Maeve Elderroot is the pen name of an ethnobotanist-turned-novelist who grew up on Ireland's west coast listening to fieldworkers talk about hedgerow lore. She studied plant ecology at Trinity College Dublin, spent a decade cataloging traditional remedies in the Burren and Devon, and later taught community herbalism in the Pacific Northwest. Her short fiction has appeared in small-press magazines and was shortlisted for the British Fantasy Society's newcomer award in 2019. When not writing, she restores native woodland, keeps too many moss terrariums, and hikes rain-soaked trails with two rescue greyhounds. She lives in Portland, Oregon.

Ratings & Reviews

Emmett Rojas
2025-08-19

This story keeps asking what a promise is worth when memory itself can be bottled, and it answers with names, tithes, and a lantern that glows for truth.
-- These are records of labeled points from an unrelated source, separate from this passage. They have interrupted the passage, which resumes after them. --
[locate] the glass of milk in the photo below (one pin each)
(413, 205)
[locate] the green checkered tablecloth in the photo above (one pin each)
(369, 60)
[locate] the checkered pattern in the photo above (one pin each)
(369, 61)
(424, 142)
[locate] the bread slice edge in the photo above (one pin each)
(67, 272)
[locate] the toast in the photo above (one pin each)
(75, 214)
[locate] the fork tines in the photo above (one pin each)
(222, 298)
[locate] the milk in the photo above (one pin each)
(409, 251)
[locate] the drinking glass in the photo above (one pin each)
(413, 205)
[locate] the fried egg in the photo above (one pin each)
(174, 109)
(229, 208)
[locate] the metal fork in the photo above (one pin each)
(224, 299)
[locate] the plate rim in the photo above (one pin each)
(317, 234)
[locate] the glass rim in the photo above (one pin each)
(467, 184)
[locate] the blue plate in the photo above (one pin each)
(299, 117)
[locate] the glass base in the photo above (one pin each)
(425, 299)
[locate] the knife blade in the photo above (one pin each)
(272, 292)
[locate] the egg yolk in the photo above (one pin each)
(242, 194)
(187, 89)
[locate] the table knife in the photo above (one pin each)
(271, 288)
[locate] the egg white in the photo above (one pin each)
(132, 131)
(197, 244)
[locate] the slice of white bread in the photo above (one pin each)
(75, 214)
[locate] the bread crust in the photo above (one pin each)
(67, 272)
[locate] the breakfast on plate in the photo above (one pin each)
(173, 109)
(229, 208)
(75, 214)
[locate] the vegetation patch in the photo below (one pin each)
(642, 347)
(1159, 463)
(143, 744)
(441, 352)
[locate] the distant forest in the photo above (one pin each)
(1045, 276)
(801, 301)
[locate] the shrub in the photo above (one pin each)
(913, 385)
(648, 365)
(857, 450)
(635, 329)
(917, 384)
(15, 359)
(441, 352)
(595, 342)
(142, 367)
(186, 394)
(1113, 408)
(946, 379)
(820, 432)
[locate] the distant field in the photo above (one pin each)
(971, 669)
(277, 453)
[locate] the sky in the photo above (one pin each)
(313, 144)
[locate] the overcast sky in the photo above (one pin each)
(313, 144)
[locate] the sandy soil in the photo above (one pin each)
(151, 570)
My favorite resonance is the closing idea that "love may be the only oath strong enough"; the romance risks not just hearts, but futures and identity, and that risk gives the heist a moral weight that lingers like sap-scent after rain.

Jonelle Hart
2025-06-05

Oh, the Greenwood feels alive! When the sky splits and the old laws wake, the book throws open a mossy door and invites you to step inside. The costs are clear, the wonder is sharp, and every oath tastes like iron on the tongue.

Thistledown's Night Market is chaos in the best way, spice smoke and secret trades, with a foxglove lantern that burns only when truth is spoken. That single device delighted me every time; it turns conversations into tightrope acts.

The road work sings. Moonfen Causeway slick with light, a tea-brewing marsh witch who bargains in small kindnesses, Chalk the chalk-dusted scribe clacking along at the edge of the party, a courier hawk skimming the wind-scoured bones of Old Yarrow Bridge. These images feel rooted in story-soil, not just set dressing.

The rules make sense. Names carry weight, the tithe for walking with a warden exacts its price, and memory made sap—feywhisper—threads through the conflict with the Thistle Crown and their draw toward the Root-King. I kept catching my breath at how neatly consequence follows choice.

I could live in this world for a hundred more chapters, but the book knows when to close the door, leaving me buzzing and grateful. More, please! Five stars for a forest that remembers and a magic that bites back.

Priya Calder
2025-03-22

Erynn's stubborn curiosity meets Ash's thorned restraint in dialogue that crackles with wit and weary history. Watching their bargain shift into a fragile intimacy, measured in traded secrets and carefully offered names, felt honest; each joke hides a bruise, each choice costs a little future. By the time the Thistle Crown presses close, their trust reads like a living oath, and I loved them for how carefully they hold each other against the storm.

Lucas Osei
2025-01-15

The prose moves with lithe purpose: lyrical image, banter, reveal. Chapters pivot cleanly between Erynn's archival instincts and Ash's scarred vigilance, letting the foxglove lantern thread truth through their scenes. A few transitions out of the Night Market feel abrupt, but the cadence settles by Tearfall Road, and the closing arcs resonate with earned symmetry.

Mara Kincaid
2024-12-07

A stolen birch-bark map, a rift-storm over Thistledown, and a sharp pact with a thornblade-wielding warden drive a swift, heisty trek from Moonfen Causeway to Old Yarrow Bridge, and while one or two market interludes linger like fog, the adventure snaps with wit and high stakes.